Visualize the results

In [75]:
# Create figure and axis
fig, ax = plt.subplots()

# Define labels
labels = ['$\mu1 > \mu2$ (freq)', "p-value / 2"]

# Defines values
values = [err_freq, p/2]

# Create barplot
ax.bar(labels, values)

# Set the limit of the y-axis
ax.set_ylim(0, 0.5)

plt.show()

Check for validity threats

Differentiate internal and external validity
  • Internal: relative to your data; are the manipulation that you did the (main) cause of what you observe?
  • External: relative to the relation between your data and the outside world; can we generalize what you observe?

Correlation is not causation

 Important


Remember that correlation does not imply causation

Why it is important? Let's take an example...

Example

In [45]:
# Load the data
data = pd.read_csv(os.path.join("data", "corr.csv"))

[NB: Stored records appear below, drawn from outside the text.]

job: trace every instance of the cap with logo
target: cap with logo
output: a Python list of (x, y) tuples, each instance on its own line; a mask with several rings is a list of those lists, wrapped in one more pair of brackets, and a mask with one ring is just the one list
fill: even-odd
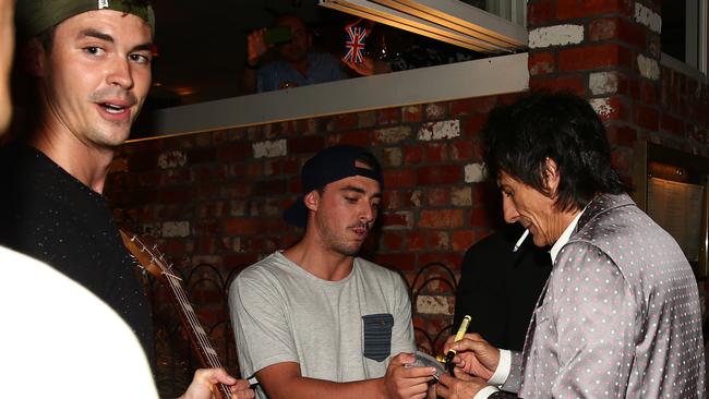
[[(371, 169), (358, 167), (358, 160)], [(315, 154), (303, 165), (301, 171), (302, 194), (290, 208), (286, 209), (284, 219), (290, 225), (304, 227), (308, 222), (308, 208), (303, 203), (303, 197), (313, 190), (353, 176), (375, 180), (380, 183), (380, 189), (384, 190), (382, 167), (374, 155), (366, 149), (352, 145), (336, 145)]]
[(145, 0), (19, 0), (15, 8), (17, 33), (25, 39), (74, 15), (95, 10), (113, 10), (139, 16), (151, 26), (155, 36), (155, 14)]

# Plot the top of the file
data
Out[45]:
Per capita consumption of cheddar cheese (US) Pounds (USDA) People killed by immunosuppressive agents Deaths (US) (CDC) year
0 9.7 7 2000
1 9.9 8 2001
2 9.6 3 2002
3 9.2 1 2003
4 10.3 24 2004
5 10.3 16 2005
6 10.4 14 2006
7 10.0 13 2007
8 10.1 15 2008
9 10.1 13 2009
In [115]:
# Create shorcuts for these very long labels
lab_cheese = "Per capita consumption of cheddar cheese (US) Pounds (USDA)"
lab_death = "People killed by immunosuppressive agents Deaths (US) (CDC)"

# Check for mispellings
assert lab_cheese in data.columns
assert lab_death in data.columns

# Create the figure and axis
fig, ax = plt.subplots(figsize=(12, 6))

# Create a line for the cheese consumption
sns.lineplot(x="year", y=lab_cheese, data=data, marker="o", color="C0",
             label="cheese consumption", ax=ax, legend=False)

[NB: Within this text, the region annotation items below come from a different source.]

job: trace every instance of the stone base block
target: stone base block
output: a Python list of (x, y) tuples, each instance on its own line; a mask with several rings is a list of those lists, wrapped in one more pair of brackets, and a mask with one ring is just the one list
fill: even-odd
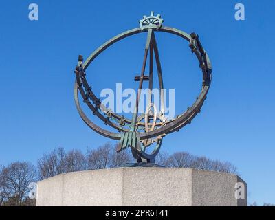
[(39, 206), (247, 206), (246, 196), (246, 184), (238, 176), (193, 168), (74, 172), (37, 184)]

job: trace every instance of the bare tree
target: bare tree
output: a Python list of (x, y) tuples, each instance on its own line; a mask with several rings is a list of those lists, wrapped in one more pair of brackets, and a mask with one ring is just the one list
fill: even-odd
[(35, 182), (35, 167), (28, 162), (16, 162), (4, 169), (7, 175), (7, 190), (14, 199), (15, 206), (21, 206), (28, 197), (32, 182)]
[(199, 170), (212, 170), (212, 161), (206, 157), (194, 157), (190, 167)]
[(86, 158), (79, 150), (72, 150), (66, 153), (65, 171), (76, 172), (86, 169)]
[(97, 149), (88, 151), (87, 155), (88, 168), (96, 170), (109, 167), (111, 148), (111, 144), (107, 143)]
[(132, 157), (127, 150), (120, 153), (116, 152), (115, 144), (107, 143), (97, 149), (88, 151), (87, 154), (87, 168), (89, 169), (104, 169), (122, 166), (132, 162)]
[(109, 167), (117, 167), (132, 162), (132, 156), (129, 149), (122, 151), (120, 153), (116, 152), (117, 146), (111, 148), (110, 152)]
[(192, 167), (195, 157), (187, 152), (177, 152), (169, 158), (171, 167)]
[(61, 147), (44, 154), (37, 163), (38, 179), (45, 179), (65, 173), (65, 150)]
[(0, 165), (0, 206), (3, 206), (3, 202), (8, 198), (7, 182), (7, 170), (5, 166)]
[(177, 152), (172, 155), (166, 153), (160, 153), (156, 157), (156, 163), (166, 167), (194, 168), (236, 174), (236, 166), (230, 162), (197, 157), (187, 152)]
[(172, 166), (172, 158), (166, 152), (160, 152), (155, 158), (155, 163), (166, 167)]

# Create a duplicate of the axis for having a second y-axis
ax = ax.twinx()

# Create a line for the death number
sns.lineplot(x="year", y=lab_death, data=data, marker="P", color="C1",
             label="death number", ax=ax, legend=False)

# Make the legend 
ax.figure.legend()

# Manually the placement of the x-axis ticks
plt.xticks(range(min(data["year"]), max(data["year"])+1, 3))

plt.show()
In [116]:
# Create figure and axis
fig, ax = plt.subplots(figsize=(12, 6))

# Plot the linear regressioin
sns.regplot(x=lab_cheese, y=lab_death, data=data, ax=ax)

plt.show()
In [117]:
# Compute the correlation coefficient
r, p = stats.pearsonr(data[lab_cheese], data[lab_death])

# Print the results
print(f"r = {r}, p = {p}")
r = 0.8835087706585109, p = 0.0006984113903627763

You can find a lot of surprising spurious correlations here (and also create your own): http://www.tylervigen.com/spurious-correlations

Counfound factors

 Important


Check for counfound factors

Example

Misrepresentation = misinterpretation

 Important


Choose a representation adapted to the type of your data: misrepresentations leads to misinterpreations

Why is it important? Let's take an example...

Example

In [77]:
# Import the data
df = pd.read_csv(os.path.join("data", "rr.csv"))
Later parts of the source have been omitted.